I don't quite understand how we have forgotten that the 'Olympic Torch' ceremony was invented by Hitler and his chums.
If ever there was an 'invented tradition' well worth stamping out, it is this ridiculous, Fascist-inspired waste of money ' which sends a Bunsen Burner around the world at tremendous cost for several months before the Games, manned (and womanned) by people dressed up in pseudo-ancient Greek costume, no doubt feeling very silly.
In London, we are now told, it will soon be doing a mini tour, carried by a London bus, Docklands Light Railway and Dame Kelly Holmes (inter alios).
I can't quite work out whether most of the press reports are pleased at the pro-Tibetan protests which dented the hi-tech assisted, sunbeam lighting ceremonial (plucky little Tibet poking the Chinese dragon where it, for once, might hurt); or whether they are a touch censorious at this upsetting of the peaceful, non-political programme of the Olympic Games that we have inherited from the ancient Greeks; or whether they are wondering what might happen to the UK in the ceremonies to come in 2012 (don't forget Iraq, Mr Blair/Brown'.).
Hardly any commentator stops to mention that this silly torch ceremony has nothing to do with the ancient Greeks, and was really invented to be a magnificent shot in Leni Riefenstahl's movie (choreographed by Carl Diem).
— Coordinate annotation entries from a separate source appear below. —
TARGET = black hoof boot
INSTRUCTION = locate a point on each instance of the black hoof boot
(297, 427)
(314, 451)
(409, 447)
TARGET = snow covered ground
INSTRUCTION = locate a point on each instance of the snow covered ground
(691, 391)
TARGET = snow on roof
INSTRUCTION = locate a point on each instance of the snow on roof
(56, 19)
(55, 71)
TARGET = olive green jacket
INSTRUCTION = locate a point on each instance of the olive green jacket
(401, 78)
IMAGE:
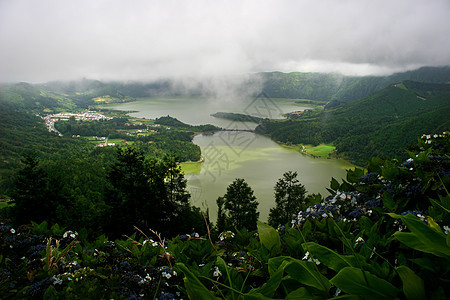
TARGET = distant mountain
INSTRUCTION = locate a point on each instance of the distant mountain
(340, 89)
(382, 124)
This is one of Hitler's most pervasive legacies.
They also don't stop to mention that the ancient Olympics ' far from being that sweet haven of peace -- were pretty political anyway. Even in their hay-day, they were often interrupted by the rough hand of Politics.
The classic case is the eligibility of Alexander the Great's ancestor, Alexander 1 of Macedon. When he turned up to compete in the early fifth century BC , the other Greeks said that he was a foreigner and so wasn't eligible. Eventually the gate-keepers allowed him to take part, but -- although he finished first (equal) ' he didn't get his name written into the official list of winners. (Hence, he is an awkward example on both sides for the modern argument about whether 'Macedonia' is 'Greek'. Does Alexander 1 prove the Greekness of the Macedonians, or vice versa?).
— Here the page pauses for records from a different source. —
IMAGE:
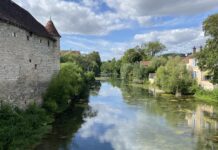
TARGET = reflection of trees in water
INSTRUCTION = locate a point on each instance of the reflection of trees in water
(204, 123)
(67, 124)
(179, 112)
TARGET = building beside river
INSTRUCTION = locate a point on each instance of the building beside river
(202, 77)
(29, 55)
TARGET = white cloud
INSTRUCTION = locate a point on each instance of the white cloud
(162, 7)
(124, 128)
(73, 18)
(179, 40)
(107, 49)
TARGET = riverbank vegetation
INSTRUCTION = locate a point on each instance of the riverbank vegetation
(22, 129)
(175, 78)
(169, 71)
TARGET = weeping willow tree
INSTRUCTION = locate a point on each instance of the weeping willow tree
(175, 78)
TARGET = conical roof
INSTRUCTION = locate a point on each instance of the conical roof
(13, 14)
(50, 27)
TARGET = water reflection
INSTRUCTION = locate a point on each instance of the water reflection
(204, 118)
(130, 118)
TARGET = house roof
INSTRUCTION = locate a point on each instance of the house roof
(186, 59)
(145, 63)
(51, 29)
(13, 14)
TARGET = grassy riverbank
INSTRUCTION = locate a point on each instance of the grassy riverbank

But there were plenty more political controversies. The worst was in 364 BC when the Games happened while Olympia was under enemy occupation, or more accurately in the middle of a war zone. In fact, the Arcadians (Olympia's neighbours in the Peloponnese) invaded during the Pentathlon event and some of their soldiers looted the sacred treasures. So much for the 'Sacred Truce'.
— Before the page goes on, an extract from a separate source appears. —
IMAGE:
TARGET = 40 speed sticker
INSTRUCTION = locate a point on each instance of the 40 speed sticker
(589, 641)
That was only the tip of the iceberg. In the 380s Lysias, the Athenian orator and democratic hero, harangued his fellow countrymen, urging them more or less to wreck the Olympic village. Four and a half centuries later, the Olympic officials appear to have turned a blind eye and let the emperor Nero win whatever competition he wanted -- in return for some rather generous investment at the Olympic site.
We may not like the politicisation of the Olympic games, but let's not pretend that this is a modern invention.